= Christopher H. Browne =

American value investor

Christopher H. Browne (1946 - December 13, 2009) was a famous American value investor, and longtime director at the firm Tweedy, Browne. Browne was called "one of the best value investors in the world" by Morgan Stanley funds manager Barton Biggs.

==Biography==

===Early life===
He graduated from the University of Pennsylvania in 1969 with a B.A. in history.

===Career===
He started his career at the firm Tweedy, Browne, co-founded by his father Howard Browne and a favorite brokerage firm among prominent value investors like Benjamin Graham and Warren Buffett. His success as an investor and shareholder, who held business management accountable, was renowned. For example, both Tweedy, Browne's Value and Global Value Funds outperformed market averages between 1993 and 2009. In 2003, Browne was the first to publicly speak up about irregularities in Conrad Black's management of Hollinger, reporting Black to the Securities and Exchange Commission. Black was forced out later that year and ultimately convicted of fraud.

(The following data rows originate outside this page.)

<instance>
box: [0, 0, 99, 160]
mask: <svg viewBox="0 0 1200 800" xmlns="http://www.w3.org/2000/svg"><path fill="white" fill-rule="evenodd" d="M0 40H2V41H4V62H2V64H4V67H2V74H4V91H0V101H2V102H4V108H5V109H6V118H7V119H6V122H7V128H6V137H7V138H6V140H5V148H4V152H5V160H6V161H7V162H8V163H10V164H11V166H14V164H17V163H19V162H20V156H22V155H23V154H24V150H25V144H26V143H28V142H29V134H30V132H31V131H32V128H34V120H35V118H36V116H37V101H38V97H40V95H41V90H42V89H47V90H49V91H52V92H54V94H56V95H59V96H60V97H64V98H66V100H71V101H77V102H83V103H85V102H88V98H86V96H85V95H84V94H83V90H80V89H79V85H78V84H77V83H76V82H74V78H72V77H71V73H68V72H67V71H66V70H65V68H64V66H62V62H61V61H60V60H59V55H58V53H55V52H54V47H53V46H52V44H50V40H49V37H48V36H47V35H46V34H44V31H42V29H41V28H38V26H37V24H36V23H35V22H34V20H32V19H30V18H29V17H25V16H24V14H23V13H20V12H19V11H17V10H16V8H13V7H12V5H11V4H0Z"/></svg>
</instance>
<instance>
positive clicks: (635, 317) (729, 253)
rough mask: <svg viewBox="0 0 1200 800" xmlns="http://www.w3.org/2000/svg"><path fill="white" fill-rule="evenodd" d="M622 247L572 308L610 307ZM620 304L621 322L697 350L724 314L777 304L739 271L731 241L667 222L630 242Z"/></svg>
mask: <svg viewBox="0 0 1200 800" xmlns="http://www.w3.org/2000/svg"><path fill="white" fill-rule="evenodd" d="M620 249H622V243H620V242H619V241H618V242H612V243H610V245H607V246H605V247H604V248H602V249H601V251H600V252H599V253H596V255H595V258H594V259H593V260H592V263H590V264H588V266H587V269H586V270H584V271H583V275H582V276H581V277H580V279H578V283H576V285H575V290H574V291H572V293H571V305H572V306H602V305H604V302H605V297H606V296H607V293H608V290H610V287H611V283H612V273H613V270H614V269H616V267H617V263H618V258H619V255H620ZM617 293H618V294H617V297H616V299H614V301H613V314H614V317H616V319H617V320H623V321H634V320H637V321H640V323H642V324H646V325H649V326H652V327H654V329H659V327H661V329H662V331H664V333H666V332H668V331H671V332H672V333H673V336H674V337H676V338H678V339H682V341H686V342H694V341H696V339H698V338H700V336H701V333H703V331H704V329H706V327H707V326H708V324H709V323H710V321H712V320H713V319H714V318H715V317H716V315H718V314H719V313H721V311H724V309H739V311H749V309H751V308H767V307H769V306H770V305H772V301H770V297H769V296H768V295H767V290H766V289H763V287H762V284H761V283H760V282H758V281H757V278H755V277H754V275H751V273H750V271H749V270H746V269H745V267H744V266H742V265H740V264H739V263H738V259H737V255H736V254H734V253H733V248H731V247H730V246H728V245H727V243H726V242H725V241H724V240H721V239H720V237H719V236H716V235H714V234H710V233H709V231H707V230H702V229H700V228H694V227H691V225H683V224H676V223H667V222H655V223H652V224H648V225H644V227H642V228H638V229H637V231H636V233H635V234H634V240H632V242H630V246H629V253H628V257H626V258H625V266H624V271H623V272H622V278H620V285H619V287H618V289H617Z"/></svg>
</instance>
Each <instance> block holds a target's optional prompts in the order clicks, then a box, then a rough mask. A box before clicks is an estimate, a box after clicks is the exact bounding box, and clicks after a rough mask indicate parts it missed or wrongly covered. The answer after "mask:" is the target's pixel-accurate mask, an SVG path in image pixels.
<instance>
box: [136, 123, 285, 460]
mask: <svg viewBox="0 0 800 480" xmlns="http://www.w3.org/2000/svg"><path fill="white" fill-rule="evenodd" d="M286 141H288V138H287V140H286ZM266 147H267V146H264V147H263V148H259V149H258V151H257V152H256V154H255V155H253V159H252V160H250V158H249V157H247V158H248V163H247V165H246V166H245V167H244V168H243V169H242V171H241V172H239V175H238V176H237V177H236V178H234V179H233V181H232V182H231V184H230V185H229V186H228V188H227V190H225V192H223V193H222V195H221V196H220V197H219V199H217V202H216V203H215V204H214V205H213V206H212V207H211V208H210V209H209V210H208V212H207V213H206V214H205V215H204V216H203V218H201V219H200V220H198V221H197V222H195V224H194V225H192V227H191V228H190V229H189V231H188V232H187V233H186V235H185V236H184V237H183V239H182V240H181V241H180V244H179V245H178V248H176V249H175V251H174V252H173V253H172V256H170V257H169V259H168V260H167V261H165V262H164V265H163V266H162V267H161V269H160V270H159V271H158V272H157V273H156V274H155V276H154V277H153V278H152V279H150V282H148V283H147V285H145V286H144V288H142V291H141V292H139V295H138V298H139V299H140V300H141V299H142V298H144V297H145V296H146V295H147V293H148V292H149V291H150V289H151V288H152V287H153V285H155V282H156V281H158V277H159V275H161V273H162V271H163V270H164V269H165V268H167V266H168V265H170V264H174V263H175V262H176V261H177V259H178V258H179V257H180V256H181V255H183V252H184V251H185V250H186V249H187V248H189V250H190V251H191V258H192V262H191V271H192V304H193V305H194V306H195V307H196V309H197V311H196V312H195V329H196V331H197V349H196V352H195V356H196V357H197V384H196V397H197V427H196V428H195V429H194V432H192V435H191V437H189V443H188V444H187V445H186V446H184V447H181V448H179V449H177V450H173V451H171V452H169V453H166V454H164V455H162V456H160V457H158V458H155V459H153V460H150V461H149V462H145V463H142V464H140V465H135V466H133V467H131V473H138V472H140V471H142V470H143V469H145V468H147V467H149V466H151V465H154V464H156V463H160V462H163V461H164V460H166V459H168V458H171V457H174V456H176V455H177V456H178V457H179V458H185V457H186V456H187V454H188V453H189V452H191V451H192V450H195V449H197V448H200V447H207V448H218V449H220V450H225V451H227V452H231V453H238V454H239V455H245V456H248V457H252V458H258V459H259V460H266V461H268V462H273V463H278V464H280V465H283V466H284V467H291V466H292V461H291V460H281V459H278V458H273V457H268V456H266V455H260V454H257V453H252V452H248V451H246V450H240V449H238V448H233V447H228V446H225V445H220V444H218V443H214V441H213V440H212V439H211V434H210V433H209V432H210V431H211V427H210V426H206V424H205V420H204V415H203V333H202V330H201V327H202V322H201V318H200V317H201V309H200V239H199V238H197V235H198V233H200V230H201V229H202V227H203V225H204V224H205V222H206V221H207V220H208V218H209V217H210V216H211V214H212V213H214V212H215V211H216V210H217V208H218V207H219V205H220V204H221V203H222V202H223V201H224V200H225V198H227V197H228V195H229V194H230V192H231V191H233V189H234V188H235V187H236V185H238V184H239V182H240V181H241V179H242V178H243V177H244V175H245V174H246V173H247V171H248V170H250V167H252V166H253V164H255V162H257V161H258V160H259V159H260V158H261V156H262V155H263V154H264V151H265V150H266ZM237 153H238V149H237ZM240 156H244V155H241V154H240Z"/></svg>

In 2006 Browne authored a book, The Little Book of Value Investing, in order to teach ordinary investors the principles used throughout his career.

===Philanthropy===
Browne donated $25 million to establish several endowed professorships at the University of Pennsylvania, where he was a trustee. His donation funded professorships held by Amy Gutmann and Rogers Smith.

==Death==
Upon his 2009 death, Christopher Browne was survived by his partner, architect Andrew S. Gordon, who died on September 7, 2013.

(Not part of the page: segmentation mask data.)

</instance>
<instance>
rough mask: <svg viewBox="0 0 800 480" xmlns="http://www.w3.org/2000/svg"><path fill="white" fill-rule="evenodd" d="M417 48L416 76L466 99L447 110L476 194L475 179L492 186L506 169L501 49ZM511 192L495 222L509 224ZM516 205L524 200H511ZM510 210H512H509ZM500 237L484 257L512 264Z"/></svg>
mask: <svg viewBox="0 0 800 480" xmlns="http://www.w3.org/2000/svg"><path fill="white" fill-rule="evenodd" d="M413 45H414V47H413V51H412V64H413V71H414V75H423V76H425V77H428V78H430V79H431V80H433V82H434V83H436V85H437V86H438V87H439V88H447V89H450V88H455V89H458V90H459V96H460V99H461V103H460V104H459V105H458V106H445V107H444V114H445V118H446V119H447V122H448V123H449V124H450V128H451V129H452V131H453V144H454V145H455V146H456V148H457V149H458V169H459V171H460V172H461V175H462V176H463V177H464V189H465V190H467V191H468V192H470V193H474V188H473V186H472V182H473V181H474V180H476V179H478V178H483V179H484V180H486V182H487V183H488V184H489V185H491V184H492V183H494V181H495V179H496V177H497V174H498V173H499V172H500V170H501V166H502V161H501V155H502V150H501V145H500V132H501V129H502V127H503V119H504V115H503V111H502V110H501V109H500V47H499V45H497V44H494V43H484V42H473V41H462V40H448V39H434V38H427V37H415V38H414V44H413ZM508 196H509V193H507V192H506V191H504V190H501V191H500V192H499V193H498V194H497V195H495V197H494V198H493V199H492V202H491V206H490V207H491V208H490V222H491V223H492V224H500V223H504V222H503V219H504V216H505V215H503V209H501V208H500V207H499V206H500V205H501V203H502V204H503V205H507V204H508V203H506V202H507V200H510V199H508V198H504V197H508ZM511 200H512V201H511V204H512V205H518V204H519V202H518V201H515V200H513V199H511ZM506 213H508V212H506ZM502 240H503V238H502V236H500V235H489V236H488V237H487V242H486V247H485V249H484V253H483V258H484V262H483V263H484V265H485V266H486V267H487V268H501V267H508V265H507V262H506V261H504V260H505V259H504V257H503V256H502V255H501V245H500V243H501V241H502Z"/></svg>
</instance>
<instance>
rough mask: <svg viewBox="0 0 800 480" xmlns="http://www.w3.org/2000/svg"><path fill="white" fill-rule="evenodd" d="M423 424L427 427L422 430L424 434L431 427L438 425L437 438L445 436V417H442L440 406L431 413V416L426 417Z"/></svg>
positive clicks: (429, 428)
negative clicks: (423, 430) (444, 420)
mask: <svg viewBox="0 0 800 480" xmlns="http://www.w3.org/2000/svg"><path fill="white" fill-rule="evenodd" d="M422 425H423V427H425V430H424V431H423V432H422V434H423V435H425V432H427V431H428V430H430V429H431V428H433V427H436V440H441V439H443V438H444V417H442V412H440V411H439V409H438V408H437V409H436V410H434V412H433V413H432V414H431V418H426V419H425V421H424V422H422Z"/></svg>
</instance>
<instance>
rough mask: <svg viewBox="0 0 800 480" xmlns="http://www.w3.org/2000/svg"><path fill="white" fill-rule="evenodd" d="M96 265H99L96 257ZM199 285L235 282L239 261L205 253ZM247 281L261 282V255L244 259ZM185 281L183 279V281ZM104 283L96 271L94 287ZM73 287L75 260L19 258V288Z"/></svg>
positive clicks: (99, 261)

Browne bequeathed the bulk of his $250 million estate to Gordon, a much younger man and a relatively new acquaintance. Several of Browne's family and friends accused Gordon of exercising undue influence to obtain Browne's estate, and filed a will contest. In 2013, after a judge upheld the validity of Browne's will, Gordon settled the contest for an undisclosed payment to those who had challenged the will.